Er schüttelte den Kopf. „Nein, das tut ihr lieber nicht“, erklärte er leise. „Ich bin euer Anführer, und genau aus diesem Grund muss ich gehen. Es wird Zeit, dass wir uns den Tatsachen stellen. Der Schwarm löst sich auf. Viele unserer Brüder und Schwestern sind bereits in die weite Welt davongeflogen. Früher einmal wussten wir, welche Rolle wir zu spielen hatten; aber jetzt fehlt uns dieser Antrieb.
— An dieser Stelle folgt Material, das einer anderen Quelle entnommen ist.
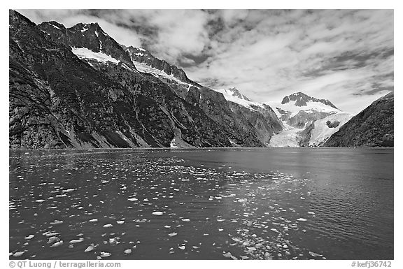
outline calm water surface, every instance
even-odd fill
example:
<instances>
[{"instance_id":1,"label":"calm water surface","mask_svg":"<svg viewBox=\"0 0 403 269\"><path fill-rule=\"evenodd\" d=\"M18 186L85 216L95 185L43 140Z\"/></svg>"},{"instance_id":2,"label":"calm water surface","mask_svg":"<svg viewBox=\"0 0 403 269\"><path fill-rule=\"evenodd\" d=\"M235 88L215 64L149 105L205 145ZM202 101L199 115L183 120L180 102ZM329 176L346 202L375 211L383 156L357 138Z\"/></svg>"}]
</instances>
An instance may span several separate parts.
<instances>
[{"instance_id":1,"label":"calm water surface","mask_svg":"<svg viewBox=\"0 0 403 269\"><path fill-rule=\"evenodd\" d=\"M393 149L10 151L9 186L10 259L393 259Z\"/></svg>"}]
</instances>

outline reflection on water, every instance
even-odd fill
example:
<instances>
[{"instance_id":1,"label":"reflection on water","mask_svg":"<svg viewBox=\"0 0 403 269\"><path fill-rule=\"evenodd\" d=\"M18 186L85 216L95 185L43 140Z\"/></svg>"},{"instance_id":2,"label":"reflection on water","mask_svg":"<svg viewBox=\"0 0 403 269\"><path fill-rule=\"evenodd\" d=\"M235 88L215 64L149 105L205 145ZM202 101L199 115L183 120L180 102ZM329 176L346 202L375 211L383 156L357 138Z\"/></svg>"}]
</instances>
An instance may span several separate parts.
<instances>
[{"instance_id":1,"label":"reflection on water","mask_svg":"<svg viewBox=\"0 0 403 269\"><path fill-rule=\"evenodd\" d=\"M392 259L393 150L10 152L10 259Z\"/></svg>"}]
</instances>

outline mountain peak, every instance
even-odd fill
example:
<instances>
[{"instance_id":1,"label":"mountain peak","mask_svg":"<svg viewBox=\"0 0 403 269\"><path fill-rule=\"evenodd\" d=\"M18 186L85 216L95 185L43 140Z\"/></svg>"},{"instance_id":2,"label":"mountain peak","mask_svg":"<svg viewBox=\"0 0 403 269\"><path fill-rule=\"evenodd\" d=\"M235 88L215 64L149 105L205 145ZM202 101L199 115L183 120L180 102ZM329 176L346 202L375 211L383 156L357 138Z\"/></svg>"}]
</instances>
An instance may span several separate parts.
<instances>
[{"instance_id":1,"label":"mountain peak","mask_svg":"<svg viewBox=\"0 0 403 269\"><path fill-rule=\"evenodd\" d=\"M309 96L309 95L307 95L307 94L306 94L302 92L295 92L294 94L292 94L288 96L284 97L283 99L283 101L281 101L281 104L283 105L285 103L291 102L292 101L295 101L295 106L306 106L307 103L309 101L311 101L311 102L322 103L323 103L326 106L329 106L333 108L339 109L336 107L336 106L334 106L333 103L332 103L332 102L330 102L329 100L318 99L316 98Z\"/></svg>"}]
</instances>

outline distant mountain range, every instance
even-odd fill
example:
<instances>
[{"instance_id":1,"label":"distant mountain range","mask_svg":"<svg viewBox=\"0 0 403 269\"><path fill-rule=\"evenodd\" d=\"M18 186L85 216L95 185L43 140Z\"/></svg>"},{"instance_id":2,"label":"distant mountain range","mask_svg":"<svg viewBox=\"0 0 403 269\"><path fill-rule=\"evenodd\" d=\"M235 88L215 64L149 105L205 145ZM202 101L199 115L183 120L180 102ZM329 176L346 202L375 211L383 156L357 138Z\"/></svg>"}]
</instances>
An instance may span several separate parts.
<instances>
[{"instance_id":1,"label":"distant mountain range","mask_svg":"<svg viewBox=\"0 0 403 269\"><path fill-rule=\"evenodd\" d=\"M393 145L393 94L370 106L388 119L386 133L375 131L360 124L379 124L377 116L351 124L330 101L302 92L262 103L202 86L97 23L36 25L13 10L9 20L12 149ZM373 136L360 135L368 129ZM360 139L345 138L352 133Z\"/></svg>"}]
</instances>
Und nun ist auch noch unser wertvollstes magisches Relikt, das uns nicht nur als Werkzeug dient, sondern auch als Symbol, gestohlen worden. Fünf Drachen liegen in ihrem Blut, weil sie es bewachten. Es ist meine Aufgabe, euch zu führen und zu schützen, aber ich … ich werde dieser Aufgabe nicht gerecht.“

Es schmerzte, das zuzugeben. „Ich habe versagt, in dieser Sache und vielleicht auch in anderen. Ihr braucht mich hier nicht, und ich kann nicht bei euch bleiben, mich sorgen und auf und ab gehen, während andere ausziehen, um unseren gestohlenen Schatz zurückzuholen. Diese Pflicht fällt mir zu – nur, indem ich mich ihr stelle, kann ich euch wirklich führen und schützen.“

Einige der Drachen wechselten Blicke, aber keiner von ihnen erhob Einspruch. Kalecgos hatte jedes Wort, das er ausgesprochen hatte, ernst gemeint. Doch in einem Punkt hatte er nicht die ganze Wahrheit gesagt; ja, es war seine Pflicht, die Iris zurückzuholen, aber er hatte verschwiegen, dass er auch gehen wollte. Wenn er sich unter die niederen Rassen mischte, fühlte er sich mehr zu Hause als hier im Nexus, wo er den Schwarm angeblich anführte. Er bemerkte, dass Kiry ihn anblickte. Zumindest sie schien seine tieferen Beweggründe zu erkennen – und sie billigte sie.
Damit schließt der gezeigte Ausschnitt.